Электронная библиотека книг » Ян Гийу » The Templar Knight » Текст книги (страница 15)
The Templar Knight
  • Текст добавлен: 21 октября 2016, 21:00

Текст книги "The Templar Knight"


Автор книги: Ян Гийу



сообщить о нарушении

Текущая страница: 15 (всего у книги 29 страниц)

Then the Palestinian peasant began to state his case clearly, and Arn translated in a whisper to Siegfried so that he could follow along with the argument.

The bound and humiliated woman was the peasant’s wife. He had refrained from the right given to him by the true faith to kill her for her adultery. This leniency was entirely due to the fact that he wanted to respect the law within Gaza, which he, like everyone in his village, had sworn to obey so that they might have security in their lives. But now he had caught his wife in a grave sin, and as a witness he had brought along an honest woman who was his neighbor in the village.
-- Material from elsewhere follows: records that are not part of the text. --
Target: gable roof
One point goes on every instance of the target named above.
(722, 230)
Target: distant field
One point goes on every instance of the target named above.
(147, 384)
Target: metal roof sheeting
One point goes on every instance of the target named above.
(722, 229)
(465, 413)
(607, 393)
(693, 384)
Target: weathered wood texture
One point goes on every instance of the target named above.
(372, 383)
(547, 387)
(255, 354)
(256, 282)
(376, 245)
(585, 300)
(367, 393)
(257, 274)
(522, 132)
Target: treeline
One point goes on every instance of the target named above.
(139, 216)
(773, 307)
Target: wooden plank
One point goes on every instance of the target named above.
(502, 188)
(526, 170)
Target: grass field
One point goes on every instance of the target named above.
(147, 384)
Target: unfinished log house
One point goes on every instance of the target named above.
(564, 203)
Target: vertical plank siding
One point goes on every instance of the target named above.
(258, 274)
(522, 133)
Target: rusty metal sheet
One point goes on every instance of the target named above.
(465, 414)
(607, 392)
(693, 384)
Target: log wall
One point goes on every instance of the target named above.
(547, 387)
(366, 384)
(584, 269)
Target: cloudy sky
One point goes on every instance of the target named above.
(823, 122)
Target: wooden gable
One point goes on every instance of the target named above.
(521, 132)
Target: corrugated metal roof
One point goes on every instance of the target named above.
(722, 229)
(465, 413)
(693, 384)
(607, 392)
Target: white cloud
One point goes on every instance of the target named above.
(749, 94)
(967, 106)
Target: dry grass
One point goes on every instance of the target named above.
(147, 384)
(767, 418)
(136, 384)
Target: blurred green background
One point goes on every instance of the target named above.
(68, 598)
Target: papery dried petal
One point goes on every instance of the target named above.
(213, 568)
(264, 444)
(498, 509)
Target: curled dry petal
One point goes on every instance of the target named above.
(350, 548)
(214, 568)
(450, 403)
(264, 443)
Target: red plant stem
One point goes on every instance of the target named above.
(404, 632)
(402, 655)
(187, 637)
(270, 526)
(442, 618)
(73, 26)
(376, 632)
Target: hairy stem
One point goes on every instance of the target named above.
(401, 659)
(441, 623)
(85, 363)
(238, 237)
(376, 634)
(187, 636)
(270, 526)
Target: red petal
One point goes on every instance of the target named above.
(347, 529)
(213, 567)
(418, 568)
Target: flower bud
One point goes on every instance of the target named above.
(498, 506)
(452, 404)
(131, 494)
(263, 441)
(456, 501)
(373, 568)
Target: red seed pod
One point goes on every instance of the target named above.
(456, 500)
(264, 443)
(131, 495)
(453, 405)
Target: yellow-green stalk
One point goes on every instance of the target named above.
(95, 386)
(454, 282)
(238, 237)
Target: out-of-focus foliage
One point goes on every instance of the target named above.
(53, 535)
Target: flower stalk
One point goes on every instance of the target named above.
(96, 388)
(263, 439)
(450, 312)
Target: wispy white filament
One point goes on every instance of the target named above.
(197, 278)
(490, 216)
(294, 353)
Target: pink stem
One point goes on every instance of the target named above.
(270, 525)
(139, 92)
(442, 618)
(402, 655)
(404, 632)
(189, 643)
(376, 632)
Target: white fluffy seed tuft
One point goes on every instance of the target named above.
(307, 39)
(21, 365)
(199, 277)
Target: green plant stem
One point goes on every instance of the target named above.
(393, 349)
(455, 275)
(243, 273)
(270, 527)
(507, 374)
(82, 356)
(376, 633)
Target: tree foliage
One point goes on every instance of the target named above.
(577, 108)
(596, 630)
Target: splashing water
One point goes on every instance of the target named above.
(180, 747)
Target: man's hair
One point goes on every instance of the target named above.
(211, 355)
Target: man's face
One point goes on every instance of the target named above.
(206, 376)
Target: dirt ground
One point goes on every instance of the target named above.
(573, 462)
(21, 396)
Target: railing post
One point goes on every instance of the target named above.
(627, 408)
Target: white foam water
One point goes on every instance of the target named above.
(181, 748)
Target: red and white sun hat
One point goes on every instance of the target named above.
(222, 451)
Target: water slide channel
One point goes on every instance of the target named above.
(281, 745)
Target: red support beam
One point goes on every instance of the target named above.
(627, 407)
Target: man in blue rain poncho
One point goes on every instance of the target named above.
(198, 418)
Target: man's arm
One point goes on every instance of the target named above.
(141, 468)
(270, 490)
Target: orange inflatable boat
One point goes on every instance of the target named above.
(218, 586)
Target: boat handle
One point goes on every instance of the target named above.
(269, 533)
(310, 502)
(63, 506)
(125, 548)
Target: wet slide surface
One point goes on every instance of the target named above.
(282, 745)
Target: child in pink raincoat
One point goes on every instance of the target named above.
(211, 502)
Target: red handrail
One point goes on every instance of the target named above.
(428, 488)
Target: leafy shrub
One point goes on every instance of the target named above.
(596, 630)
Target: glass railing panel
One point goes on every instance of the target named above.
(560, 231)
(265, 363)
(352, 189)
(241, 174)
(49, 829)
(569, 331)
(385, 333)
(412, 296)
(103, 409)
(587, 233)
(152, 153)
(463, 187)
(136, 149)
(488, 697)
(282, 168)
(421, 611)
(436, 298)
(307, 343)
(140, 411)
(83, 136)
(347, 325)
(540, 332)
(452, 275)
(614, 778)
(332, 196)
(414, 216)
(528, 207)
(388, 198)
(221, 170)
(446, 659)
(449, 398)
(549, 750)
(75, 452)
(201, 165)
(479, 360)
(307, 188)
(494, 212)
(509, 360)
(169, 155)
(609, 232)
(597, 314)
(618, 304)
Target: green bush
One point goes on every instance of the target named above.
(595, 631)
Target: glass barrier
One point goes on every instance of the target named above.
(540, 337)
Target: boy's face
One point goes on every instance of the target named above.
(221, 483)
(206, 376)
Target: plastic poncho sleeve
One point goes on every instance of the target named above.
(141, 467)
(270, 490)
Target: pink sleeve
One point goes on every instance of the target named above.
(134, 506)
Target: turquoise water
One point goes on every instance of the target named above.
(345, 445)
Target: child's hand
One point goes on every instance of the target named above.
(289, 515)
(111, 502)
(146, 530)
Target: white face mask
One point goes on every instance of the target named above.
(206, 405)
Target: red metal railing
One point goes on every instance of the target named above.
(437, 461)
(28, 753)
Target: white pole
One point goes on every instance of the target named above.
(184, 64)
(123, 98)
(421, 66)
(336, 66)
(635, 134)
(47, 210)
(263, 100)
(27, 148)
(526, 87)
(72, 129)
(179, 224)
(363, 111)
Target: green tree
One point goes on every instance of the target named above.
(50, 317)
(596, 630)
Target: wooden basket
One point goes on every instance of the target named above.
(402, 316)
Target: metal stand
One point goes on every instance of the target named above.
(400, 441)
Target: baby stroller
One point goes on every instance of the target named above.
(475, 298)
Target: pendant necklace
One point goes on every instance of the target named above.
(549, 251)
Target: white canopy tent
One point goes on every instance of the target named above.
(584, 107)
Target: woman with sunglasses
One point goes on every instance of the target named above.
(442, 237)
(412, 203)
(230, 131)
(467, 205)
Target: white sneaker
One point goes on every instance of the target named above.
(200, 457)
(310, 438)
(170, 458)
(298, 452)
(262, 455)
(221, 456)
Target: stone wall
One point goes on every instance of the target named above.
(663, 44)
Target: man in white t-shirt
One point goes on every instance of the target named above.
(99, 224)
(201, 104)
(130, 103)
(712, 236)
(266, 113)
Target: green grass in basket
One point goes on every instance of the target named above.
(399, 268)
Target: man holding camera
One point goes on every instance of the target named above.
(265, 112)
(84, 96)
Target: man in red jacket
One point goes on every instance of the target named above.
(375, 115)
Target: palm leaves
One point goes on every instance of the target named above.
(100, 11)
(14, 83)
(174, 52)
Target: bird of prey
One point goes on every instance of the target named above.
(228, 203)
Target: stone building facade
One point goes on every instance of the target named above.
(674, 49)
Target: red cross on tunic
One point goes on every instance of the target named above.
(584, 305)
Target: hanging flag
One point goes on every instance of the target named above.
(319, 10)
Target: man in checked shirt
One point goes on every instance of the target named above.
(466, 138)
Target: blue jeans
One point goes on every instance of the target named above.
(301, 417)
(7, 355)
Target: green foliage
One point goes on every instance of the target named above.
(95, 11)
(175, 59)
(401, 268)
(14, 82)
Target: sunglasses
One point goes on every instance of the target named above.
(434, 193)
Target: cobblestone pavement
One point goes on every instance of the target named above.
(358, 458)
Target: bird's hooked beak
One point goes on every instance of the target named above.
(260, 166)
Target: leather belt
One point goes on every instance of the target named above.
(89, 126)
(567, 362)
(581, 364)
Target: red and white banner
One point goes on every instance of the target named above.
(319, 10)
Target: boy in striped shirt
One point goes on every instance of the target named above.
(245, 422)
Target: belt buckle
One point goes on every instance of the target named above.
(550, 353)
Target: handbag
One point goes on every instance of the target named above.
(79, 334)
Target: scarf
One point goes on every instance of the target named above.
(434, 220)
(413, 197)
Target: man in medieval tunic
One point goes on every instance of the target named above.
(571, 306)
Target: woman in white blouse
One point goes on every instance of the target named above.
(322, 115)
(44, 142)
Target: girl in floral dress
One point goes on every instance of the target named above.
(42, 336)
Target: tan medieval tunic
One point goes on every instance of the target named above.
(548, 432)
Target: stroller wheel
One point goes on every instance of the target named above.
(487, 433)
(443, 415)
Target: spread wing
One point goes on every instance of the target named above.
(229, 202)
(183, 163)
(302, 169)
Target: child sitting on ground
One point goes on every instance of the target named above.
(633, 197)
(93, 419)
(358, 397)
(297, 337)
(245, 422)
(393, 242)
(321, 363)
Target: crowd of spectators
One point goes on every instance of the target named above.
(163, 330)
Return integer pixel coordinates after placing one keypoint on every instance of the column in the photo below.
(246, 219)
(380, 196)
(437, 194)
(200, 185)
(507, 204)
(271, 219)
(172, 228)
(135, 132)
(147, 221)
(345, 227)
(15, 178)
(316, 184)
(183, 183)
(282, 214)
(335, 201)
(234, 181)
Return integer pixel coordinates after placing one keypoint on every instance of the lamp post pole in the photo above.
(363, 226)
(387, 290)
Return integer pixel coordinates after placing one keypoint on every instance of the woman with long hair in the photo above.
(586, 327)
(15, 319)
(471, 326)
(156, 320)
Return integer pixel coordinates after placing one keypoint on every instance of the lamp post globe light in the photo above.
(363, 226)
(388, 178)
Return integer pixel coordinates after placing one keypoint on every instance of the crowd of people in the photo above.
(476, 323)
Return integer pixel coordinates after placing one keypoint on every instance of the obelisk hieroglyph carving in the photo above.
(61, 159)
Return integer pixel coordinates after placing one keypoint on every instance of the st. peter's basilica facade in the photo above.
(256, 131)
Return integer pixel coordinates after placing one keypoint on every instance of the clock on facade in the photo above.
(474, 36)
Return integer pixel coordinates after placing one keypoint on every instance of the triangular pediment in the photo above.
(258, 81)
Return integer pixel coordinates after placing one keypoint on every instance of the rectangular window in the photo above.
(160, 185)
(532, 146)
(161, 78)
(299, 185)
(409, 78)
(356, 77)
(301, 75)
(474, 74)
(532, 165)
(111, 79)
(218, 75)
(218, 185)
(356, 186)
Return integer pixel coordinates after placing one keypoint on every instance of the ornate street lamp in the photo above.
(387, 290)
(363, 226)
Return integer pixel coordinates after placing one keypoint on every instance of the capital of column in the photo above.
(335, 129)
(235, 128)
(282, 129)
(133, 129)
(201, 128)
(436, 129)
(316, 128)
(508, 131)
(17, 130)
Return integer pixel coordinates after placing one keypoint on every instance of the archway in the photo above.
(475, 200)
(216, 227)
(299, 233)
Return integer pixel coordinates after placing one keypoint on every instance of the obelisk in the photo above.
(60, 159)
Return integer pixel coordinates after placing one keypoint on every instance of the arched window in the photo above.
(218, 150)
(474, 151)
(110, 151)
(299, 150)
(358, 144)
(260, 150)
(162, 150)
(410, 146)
Then Arn interrupted the monotonous lamentation and asked the honest woman to step forward, which she did as silence sank over the audience. Arn asked whether what her neighbor had said was true, and she confirmed it. He asked her to place her hand on the Holy Koran and swear before God that she might burn in Hell if she swore falsely, and then she had to repeat the accusation. She obeyed, but she was already trembling as she held out her hand to the Koran, and she placed it very gingerly as if afraid she might be burned. But she repeated the accusation word for word as was asked of her. Arn then asked her to step back and leaned over to Utman ibn Khattab, who made a quick whispered comment that Siegfried could neither hear nor understand, but he saw that the other two finally nodded in agreement as if they had reached a decision.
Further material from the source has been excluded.